Is Russian Central Bank collapsing ruble by trillion?

The Central Bank of Russia started its work towards increasing the supply of rubles in the money market, despite the decline in oil prices, which endangers the stability of the exchange rate.

In particular, instead of deposit operations, which have been implemented over the past two weeks to withdraw excess liquidity from the system, the Bank of Russia will resume repurchase agreements (RP), the bank's press service said.

As a result, the banking system will regain 400 billion rubles left at the Central Bank's deposits a week ago.

In addition, the Bank of Russia will issue 620 billion rubles, which will be offered to banks as a loan with an interest rate of 10%.

In total, there can be 1.02 trillion rubles on the market during one day, reports.

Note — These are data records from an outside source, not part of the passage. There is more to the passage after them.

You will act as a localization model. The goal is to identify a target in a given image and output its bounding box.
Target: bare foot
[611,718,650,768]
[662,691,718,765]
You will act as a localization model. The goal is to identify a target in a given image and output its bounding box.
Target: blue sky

An associate professor of Stock Markets and Financial Engineering of RANEPA, Vasiliy Yakimkin, speaking with a correspondent of Vestnik Kavkaza, explained that the Russian Central Bank seeks to increase both medium and short-term liquidity. "I think that now many financial flows will be directed to the foreign exchange market, therefore, the ruble may be under pressure, especially considering that the key interest rate was reduced on Friday. If the US Federal Reserve decides to raise its key rate, the dollar will go up, while commodity assets, on the contrary, will go down, as well as the ruble," the expert warned.

"On the other hand, in order to avoid negative consequences, the central bank will attract excess liquidity from the credit institutions, perhaps even by [the rate of] 10.5% As a minimum, it will soften the strong pressure on the currency market," Vasily Yakimkin added, assessing the highest dollar exchange rate at the level of 67-68 rubles.

The economist rejected opinions prevailing in some media that the prepared collapse of the ruble is associated with the completion of the electoral cycle. "In general, there is a strong lobby of a weak ruble in Russia. If the cost of production is low, it is possible to minimize the costs and receive benefits when supplying to foreign markets. In fact, the main challenge now is to start exports of small and medium businesses, and this requires a weak ruble," he recalled.